We agreed that there are no further discussions required on the voting items from session C.

AB brought up #896, clarifying the NXdetector gain_setting for discussion. The list of known gain settings was amended. The group made suggestions how to improve the text even more. AB suggested to vote on the proposed and amended changes in #896. The vote is at https://github.com/nexusformat/NIAC/issues/100#issuecomment-1068071881

AB brought up NXmx_total_flux, #986. There is some discussion about using NXmonitor instead of the flux fields. The MX community uses flux for a use case for which NeXus has invented NXmonitor. There is also discussion about the dimensionality of flux. Apparently, some beam lines give a single number here as the beam line is very stable or the normalisation is done before writing the file. Others store a value per image in order to allow for later normalisation. HB points out that for crystallography you have to be descriptive. If you are prescriptive as NeXus tries to be, wou will be ignored. Various suggestions to improve the wording of AB’s proposal were made and applied. It was felt that this needs further discussion and the discussion was adjourned.

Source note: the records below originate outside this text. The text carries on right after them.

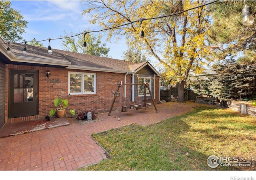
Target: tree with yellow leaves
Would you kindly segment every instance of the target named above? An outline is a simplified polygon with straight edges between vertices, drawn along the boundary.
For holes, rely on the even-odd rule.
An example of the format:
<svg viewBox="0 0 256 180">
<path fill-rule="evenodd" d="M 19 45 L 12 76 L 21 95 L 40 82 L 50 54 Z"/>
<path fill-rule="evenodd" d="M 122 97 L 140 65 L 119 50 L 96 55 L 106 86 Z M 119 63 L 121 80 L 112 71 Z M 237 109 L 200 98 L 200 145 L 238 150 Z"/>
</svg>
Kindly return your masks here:
<svg viewBox="0 0 256 180">
<path fill-rule="evenodd" d="M 164 65 L 168 69 L 166 74 L 178 84 L 178 102 L 183 103 L 184 87 L 190 70 L 200 73 L 204 63 L 205 37 L 211 26 L 210 10 L 204 6 L 207 2 L 90 1 L 84 2 L 86 9 L 83 13 L 92 18 L 92 24 L 105 29 L 116 27 L 108 30 L 108 40 L 115 38 L 118 42 L 125 36 L 130 47 L 146 50 Z M 138 40 L 141 30 L 143 43 Z"/>
</svg>

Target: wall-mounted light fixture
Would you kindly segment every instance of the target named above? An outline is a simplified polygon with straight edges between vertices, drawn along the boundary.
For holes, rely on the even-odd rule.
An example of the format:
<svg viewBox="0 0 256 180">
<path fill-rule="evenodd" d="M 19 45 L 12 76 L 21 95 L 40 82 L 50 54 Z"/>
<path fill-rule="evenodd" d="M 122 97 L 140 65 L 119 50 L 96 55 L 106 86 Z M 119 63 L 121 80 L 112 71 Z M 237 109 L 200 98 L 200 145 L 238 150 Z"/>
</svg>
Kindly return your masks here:
<svg viewBox="0 0 256 180">
<path fill-rule="evenodd" d="M 50 75 L 51 74 L 51 71 L 49 70 L 48 70 L 46 71 L 46 76 L 49 79 L 49 77 L 50 77 Z"/>
<path fill-rule="evenodd" d="M 242 11 L 243 16 L 243 24 L 249 26 L 254 22 L 254 18 L 252 16 L 251 7 L 247 6 L 246 1 L 244 1 L 244 8 Z"/>
</svg>

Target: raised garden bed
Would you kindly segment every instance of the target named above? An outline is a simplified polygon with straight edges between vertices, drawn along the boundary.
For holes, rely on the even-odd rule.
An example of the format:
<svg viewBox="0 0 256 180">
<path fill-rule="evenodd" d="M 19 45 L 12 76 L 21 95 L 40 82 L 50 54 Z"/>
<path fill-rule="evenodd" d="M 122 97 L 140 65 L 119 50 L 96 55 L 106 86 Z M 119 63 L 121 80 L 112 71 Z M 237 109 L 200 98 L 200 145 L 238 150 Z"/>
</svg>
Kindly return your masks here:
<svg viewBox="0 0 256 180">
<path fill-rule="evenodd" d="M 256 106 L 245 101 L 228 101 L 228 107 L 243 114 L 256 117 Z"/>
</svg>

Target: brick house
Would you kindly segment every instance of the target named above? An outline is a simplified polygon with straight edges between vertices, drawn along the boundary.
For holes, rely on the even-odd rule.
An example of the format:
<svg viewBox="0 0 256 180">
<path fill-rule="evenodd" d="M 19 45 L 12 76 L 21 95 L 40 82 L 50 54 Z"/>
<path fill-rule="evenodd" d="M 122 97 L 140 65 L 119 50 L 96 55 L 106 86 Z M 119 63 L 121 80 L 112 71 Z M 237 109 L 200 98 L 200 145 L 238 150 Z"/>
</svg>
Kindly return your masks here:
<svg viewBox="0 0 256 180">
<path fill-rule="evenodd" d="M 8 53 L 0 38 L 0 129 L 4 123 L 44 119 L 55 107 L 56 97 L 67 99 L 77 114 L 94 107 L 97 112 L 108 111 L 111 92 L 120 81 L 148 82 L 159 103 L 159 73 L 148 62 L 134 64 L 55 49 L 50 55 L 47 48 L 29 45 L 24 55 L 24 44 L 9 46 Z M 122 93 L 131 101 L 144 97 L 143 86 L 126 86 Z M 113 109 L 118 107 L 116 103 Z"/>
</svg>

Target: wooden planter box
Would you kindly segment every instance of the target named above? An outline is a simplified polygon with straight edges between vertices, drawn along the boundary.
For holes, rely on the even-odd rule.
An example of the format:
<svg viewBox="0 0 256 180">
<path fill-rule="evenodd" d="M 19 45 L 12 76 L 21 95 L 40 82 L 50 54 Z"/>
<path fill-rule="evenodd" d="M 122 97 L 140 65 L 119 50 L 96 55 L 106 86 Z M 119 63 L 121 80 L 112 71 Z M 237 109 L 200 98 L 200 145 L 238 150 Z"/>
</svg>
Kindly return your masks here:
<svg viewBox="0 0 256 180">
<path fill-rule="evenodd" d="M 256 117 L 256 106 L 236 101 L 228 101 L 228 107 L 243 114 Z"/>
</svg>

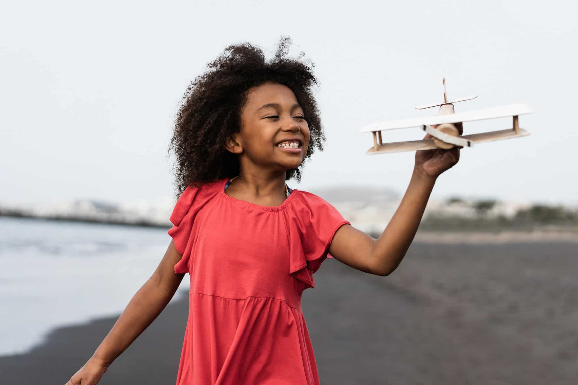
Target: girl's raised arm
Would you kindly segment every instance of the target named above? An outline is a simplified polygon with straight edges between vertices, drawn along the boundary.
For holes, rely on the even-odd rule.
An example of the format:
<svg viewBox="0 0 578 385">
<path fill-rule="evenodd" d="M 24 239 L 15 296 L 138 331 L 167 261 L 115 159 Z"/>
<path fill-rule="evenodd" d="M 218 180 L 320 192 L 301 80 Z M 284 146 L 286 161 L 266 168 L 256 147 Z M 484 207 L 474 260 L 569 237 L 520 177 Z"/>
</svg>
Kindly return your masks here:
<svg viewBox="0 0 578 385">
<path fill-rule="evenodd" d="M 458 128 L 461 129 L 461 126 Z M 461 132 L 460 132 L 461 134 Z M 424 139 L 431 138 L 429 134 Z M 366 273 L 386 276 L 401 262 L 409 249 L 438 177 L 460 160 L 460 148 L 416 153 L 409 186 L 390 223 L 379 238 L 350 225 L 334 235 L 329 252 L 343 263 Z"/>
<path fill-rule="evenodd" d="M 171 240 L 154 273 L 128 302 L 92 357 L 66 385 L 97 384 L 112 362 L 153 323 L 175 295 L 184 276 L 175 273 L 174 270 L 181 258 Z"/>
</svg>

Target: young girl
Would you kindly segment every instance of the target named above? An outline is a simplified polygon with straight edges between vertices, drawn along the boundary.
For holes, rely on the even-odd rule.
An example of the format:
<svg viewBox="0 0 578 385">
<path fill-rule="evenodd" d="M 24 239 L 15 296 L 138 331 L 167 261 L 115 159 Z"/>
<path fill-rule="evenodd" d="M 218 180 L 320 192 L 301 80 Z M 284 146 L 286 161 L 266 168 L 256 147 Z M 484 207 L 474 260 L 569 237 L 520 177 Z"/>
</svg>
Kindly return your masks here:
<svg viewBox="0 0 578 385">
<path fill-rule="evenodd" d="M 321 198 L 290 188 L 286 181 L 300 180 L 325 137 L 312 66 L 288 58 L 289 43 L 281 40 L 269 62 L 249 44 L 229 46 L 191 83 L 172 140 L 181 191 L 172 239 L 69 385 L 96 384 L 186 273 L 190 310 L 177 385 L 318 385 L 301 310 L 314 273 L 332 257 L 380 276 L 399 264 L 436 179 L 457 162 L 459 149 L 417 151 L 407 191 L 377 239 Z"/>
</svg>

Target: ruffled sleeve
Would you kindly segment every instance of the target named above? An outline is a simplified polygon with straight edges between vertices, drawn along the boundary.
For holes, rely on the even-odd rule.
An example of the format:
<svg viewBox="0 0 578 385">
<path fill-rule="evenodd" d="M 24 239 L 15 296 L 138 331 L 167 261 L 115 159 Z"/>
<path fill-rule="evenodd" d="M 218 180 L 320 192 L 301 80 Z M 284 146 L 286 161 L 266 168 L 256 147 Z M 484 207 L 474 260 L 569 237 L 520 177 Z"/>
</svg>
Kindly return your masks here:
<svg viewBox="0 0 578 385">
<path fill-rule="evenodd" d="M 329 247 L 337 229 L 351 223 L 320 197 L 301 190 L 298 194 L 286 213 L 289 228 L 289 273 L 308 288 L 315 287 L 313 273 L 323 261 L 332 258 Z"/>
<path fill-rule="evenodd" d="M 169 235 L 173 238 L 175 248 L 182 256 L 175 265 L 175 272 L 189 272 L 188 261 L 191 256 L 194 236 L 195 218 L 207 201 L 203 186 L 187 186 L 177 201 L 169 220 L 173 227 L 169 229 Z"/>
</svg>

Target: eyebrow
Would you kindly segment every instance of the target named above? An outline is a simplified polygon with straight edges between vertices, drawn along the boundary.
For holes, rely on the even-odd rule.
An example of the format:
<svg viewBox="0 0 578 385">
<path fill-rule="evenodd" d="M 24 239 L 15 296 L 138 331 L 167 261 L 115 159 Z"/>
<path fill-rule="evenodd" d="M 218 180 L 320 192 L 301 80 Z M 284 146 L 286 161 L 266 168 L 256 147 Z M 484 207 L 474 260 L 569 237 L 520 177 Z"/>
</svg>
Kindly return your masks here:
<svg viewBox="0 0 578 385">
<path fill-rule="evenodd" d="M 262 106 L 261 108 L 260 108 L 258 110 L 257 110 L 257 111 L 260 111 L 261 110 L 263 109 L 264 108 L 267 108 L 268 107 L 276 107 L 277 108 L 279 108 L 279 105 L 277 103 L 268 103 L 267 104 Z M 301 106 L 300 106 L 299 105 L 299 103 L 297 103 L 295 104 L 294 104 L 292 106 L 291 106 L 291 110 L 294 110 L 297 107 L 299 107 L 299 108 L 301 108 L 302 109 L 303 109 L 303 108 L 301 107 Z"/>
</svg>

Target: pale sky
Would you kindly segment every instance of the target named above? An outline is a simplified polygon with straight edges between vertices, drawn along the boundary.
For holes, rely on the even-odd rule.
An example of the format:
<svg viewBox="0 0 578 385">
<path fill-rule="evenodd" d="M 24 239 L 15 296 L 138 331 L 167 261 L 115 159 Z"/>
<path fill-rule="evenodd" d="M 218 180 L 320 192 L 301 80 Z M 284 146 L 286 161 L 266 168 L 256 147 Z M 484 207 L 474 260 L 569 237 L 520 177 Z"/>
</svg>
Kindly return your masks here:
<svg viewBox="0 0 578 385">
<path fill-rule="evenodd" d="M 281 35 L 315 64 L 327 140 L 302 182 L 405 191 L 414 153 L 365 155 L 377 121 L 437 113 L 416 106 L 478 95 L 456 112 L 525 103 L 528 137 L 461 150 L 432 198 L 578 203 L 572 119 L 575 2 L 28 2 L 0 13 L 0 203 L 171 196 L 166 156 L 178 102 L 228 45 L 270 57 Z M 574 48 L 572 48 L 574 47 Z M 465 134 L 510 128 L 464 124 Z M 418 128 L 384 132 L 418 140 Z"/>
</svg>

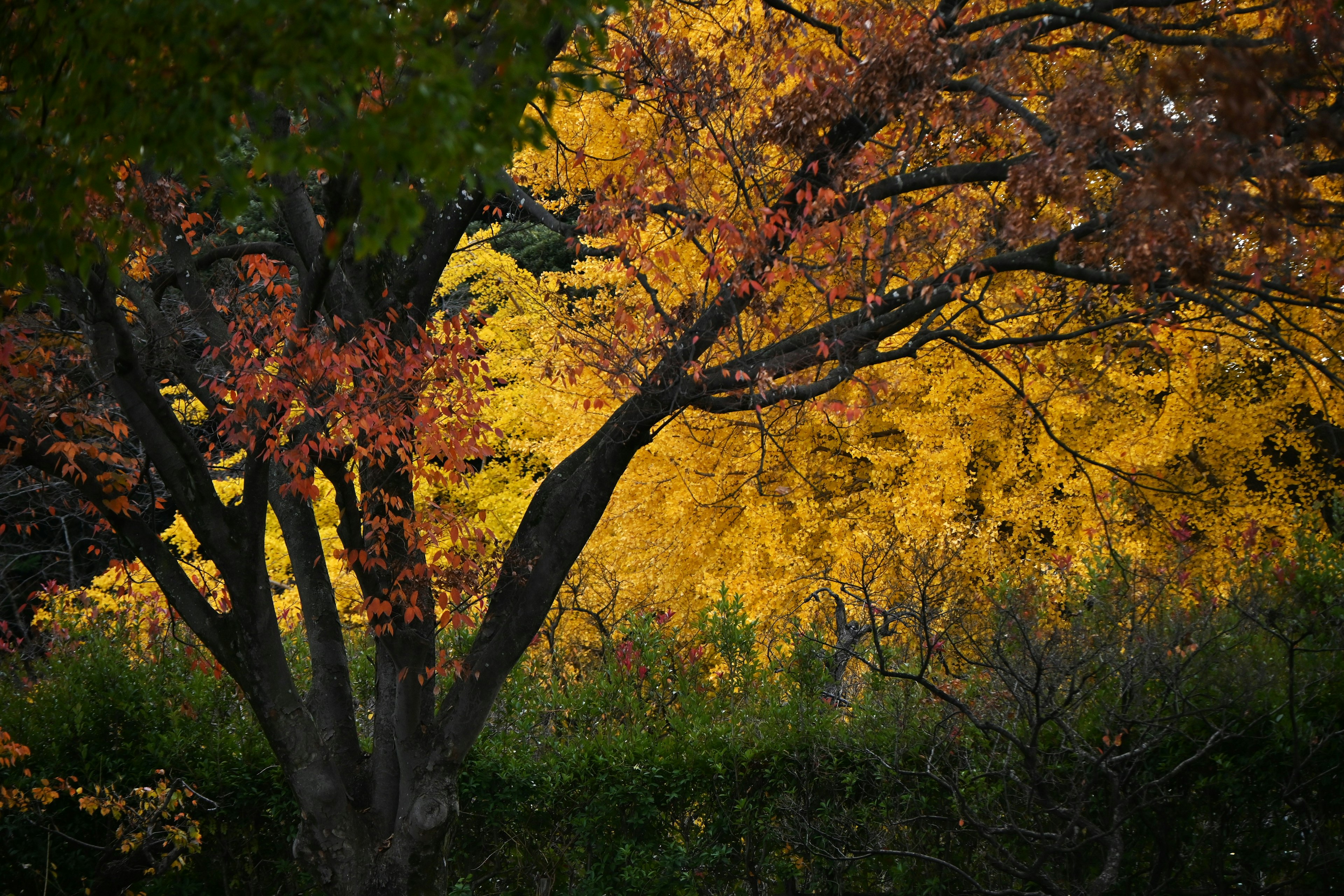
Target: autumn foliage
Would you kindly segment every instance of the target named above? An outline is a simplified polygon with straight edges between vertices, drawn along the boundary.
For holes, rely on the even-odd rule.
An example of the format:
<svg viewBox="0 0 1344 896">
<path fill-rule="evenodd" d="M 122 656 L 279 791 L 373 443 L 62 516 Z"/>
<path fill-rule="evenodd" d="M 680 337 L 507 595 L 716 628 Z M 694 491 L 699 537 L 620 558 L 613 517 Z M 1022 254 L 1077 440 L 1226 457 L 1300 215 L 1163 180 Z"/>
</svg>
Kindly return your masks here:
<svg viewBox="0 0 1344 896">
<path fill-rule="evenodd" d="M 324 26 L 276 15 L 246 85 L 212 54 L 254 23 L 169 16 L 224 42 L 202 87 L 160 73 L 214 103 L 196 142 L 129 109 L 90 137 L 59 40 L 11 48 L 4 226 L 38 254 L 3 257 L 0 462 L 237 682 L 331 892 L 452 884 L 458 772 L 530 647 L 644 680 L 566 613 L 829 595 L 832 666 L 866 634 L 875 681 L 969 719 L 969 677 L 886 665 L 980 662 L 900 635 L 919 552 L 974 645 L 1013 564 L 1179 564 L 1198 615 L 1231 590 L 1187 582 L 1339 523 L 1327 3 L 398 7 L 320 77 L 284 60 Z M 15 535 L 55 537 L 36 508 Z"/>
</svg>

The next issue is the clarification of NXbeam espcially the polarisation parameters. THis is issue #858. The proposal was reviewed. There is some discussion about the meaning of the stokes parameters. Peter Chang agreed to clarify this. RO brought up that this has to be discussed with neutron and light scattering people. A solution is not to deprecate the old fields but rather add the new proposed new fields. With neutrons many bespoke devices are used for polarisation analysis. Thus no standard can be proposed.

Meeting closed with one open vote. Next steps will be Doodles for the code camp and a NeXus telco.